For those of you who don't know what I'm talking about, it's our annual "tournament" of the best personal finance articles of the past year. They face each other in an NCAA-style bracket system, FMF readers vote for the winner, and at the end of it all, the best post is left standing. And like last year, it's all for several good causes. Here are some details from last year:
This year I'm getting a head start on it. In the past, we've had so many posts in the early rounds that it's been hard for readers to keep up. So this year I'll be starting the tournament early (still ending near the end of March) and letting everyone have plenty of time to read all the posts.
64 posts in total will be allowed in the 2009 competition. Each one will be assigned randomly in a bracket set of "games" similar to the one used for the Men's NCAA basketball tournament. (If you want to see what one looks like, go to the end of this post and download last year's bracket.) Here are more details:
If you're a blogger and have money-related posts you want to include you can email the following to me: 1. The name of the post you're submitting, 2. the URL of the post you're submitting, 3. two to five sentences on what makes this post so great (I'll be using this wording in the competition, though I reserve the right to edit it, so really "sell" your posts), and the charity you're playing for (see below for details on what this means.) I need to receive all this by Friday, January 30. Note: if you do not submit your posts in this format, they could be rejected. Also, the posts submitted need to be from the calendar year 2008.

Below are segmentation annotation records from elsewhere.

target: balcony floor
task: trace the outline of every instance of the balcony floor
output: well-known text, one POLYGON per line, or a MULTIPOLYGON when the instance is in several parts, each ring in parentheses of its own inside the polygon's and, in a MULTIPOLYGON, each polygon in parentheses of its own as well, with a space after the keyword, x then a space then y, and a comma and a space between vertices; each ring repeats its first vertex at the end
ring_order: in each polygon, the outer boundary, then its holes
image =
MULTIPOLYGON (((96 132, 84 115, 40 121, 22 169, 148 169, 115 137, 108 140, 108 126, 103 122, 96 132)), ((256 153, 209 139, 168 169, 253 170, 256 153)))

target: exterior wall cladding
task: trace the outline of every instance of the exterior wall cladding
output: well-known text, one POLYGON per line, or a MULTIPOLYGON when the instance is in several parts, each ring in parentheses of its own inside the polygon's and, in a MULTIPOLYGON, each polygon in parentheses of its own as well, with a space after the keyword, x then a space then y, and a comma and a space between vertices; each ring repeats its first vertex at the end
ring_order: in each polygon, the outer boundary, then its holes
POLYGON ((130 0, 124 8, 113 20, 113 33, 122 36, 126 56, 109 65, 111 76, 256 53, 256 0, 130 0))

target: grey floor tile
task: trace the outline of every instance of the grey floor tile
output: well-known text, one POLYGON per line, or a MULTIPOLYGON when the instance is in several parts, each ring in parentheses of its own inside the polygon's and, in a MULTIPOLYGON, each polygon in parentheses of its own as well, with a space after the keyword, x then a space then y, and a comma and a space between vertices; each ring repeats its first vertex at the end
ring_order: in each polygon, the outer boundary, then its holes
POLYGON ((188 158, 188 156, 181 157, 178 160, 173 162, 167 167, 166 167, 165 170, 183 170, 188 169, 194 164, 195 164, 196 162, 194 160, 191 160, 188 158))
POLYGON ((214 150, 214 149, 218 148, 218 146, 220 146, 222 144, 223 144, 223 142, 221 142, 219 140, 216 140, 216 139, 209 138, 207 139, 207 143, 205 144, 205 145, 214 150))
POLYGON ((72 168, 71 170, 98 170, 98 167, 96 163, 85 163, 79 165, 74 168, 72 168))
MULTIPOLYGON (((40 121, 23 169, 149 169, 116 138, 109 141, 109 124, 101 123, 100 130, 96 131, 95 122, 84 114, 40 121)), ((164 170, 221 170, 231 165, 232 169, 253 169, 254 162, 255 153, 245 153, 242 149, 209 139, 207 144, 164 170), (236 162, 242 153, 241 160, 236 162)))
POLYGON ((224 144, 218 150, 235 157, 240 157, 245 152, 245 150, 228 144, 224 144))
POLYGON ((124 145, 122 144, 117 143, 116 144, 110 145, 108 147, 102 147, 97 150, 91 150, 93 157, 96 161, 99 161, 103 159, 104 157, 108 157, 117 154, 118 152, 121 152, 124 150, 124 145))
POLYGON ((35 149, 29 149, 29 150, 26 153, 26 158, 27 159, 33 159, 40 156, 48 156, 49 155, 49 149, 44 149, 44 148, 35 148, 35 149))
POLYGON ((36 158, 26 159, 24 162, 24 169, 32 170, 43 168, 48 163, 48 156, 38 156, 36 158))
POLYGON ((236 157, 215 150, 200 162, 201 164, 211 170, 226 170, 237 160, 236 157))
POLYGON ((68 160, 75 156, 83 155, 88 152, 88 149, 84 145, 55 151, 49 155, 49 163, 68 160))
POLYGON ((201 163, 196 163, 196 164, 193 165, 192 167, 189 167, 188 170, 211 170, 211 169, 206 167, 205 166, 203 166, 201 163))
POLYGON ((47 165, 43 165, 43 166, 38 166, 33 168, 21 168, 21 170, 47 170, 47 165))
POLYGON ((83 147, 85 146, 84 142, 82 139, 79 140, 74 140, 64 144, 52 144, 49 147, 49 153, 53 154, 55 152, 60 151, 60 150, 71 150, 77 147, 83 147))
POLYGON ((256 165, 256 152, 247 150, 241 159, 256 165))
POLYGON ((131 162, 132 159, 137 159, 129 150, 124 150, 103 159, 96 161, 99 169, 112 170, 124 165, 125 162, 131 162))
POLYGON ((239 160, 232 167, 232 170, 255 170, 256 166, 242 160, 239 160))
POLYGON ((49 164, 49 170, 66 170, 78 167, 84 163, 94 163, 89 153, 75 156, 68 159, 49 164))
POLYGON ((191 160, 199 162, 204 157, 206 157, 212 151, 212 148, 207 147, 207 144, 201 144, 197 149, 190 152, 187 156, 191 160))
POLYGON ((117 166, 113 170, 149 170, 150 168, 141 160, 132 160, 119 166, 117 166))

You can submit up to two posts, but if you do, be sure to list them in order of your preference. I'll start by allowing only one post per site, but if all the slots don't fill up, I'll start adding extra posts by sites already in the tournament. If I don't receive 64 submissions, I'll fill in the brackets with my own posts.
Participation will be on a first come-first served basis. So if you're the 65th blogger to submit a post, you're not going to get a spot.
The posts will "play" each other with the winner advancing and the loser being bumped. They'll "play" in this manner: 1) I'll post the competing posts, listing who's playing who, 2) readers can leave comments on which they like better, 3) the post with the most votes wins -- I'll break any ties, and 4) the winner will advance in the bracket to "play" again. Ultimately, there will be only one post left -- the "champion" for this season.
Criteria for great articles is as follows: 1) practicality of the post 2) how interesting/provocative/unique it is, 3) the "personal-ness" of it and 4) its impact on net worth.
Like last year, I'll make contributions to the charities of the top four winners' choices as follows:
- First Place donation -- $500
- Second Place donation -- $300
- Third Place donation -- $100
- Fourth Place donation -- $100
The charity has to be a registered charity to receive a tax deduction under U.S. law. In other words, I won't be giving $500 to a "charity" you and your brother came up with on the spur of the moment. In addition I reserve the right to ask you to select an alternative charity in case I don't feel it's appropriate for me to give to the cause you've listed. This wasn't a problem last year and I don't suspect it will be this year, but I'm putting this stipulation in up front just in case I need a bit of flexibility.
As readers, you get the chance to read some great pieces and help decide who wins this year's championship. It should be great fun and full of the best personal finance posts of the past year. Good stuff all the way around!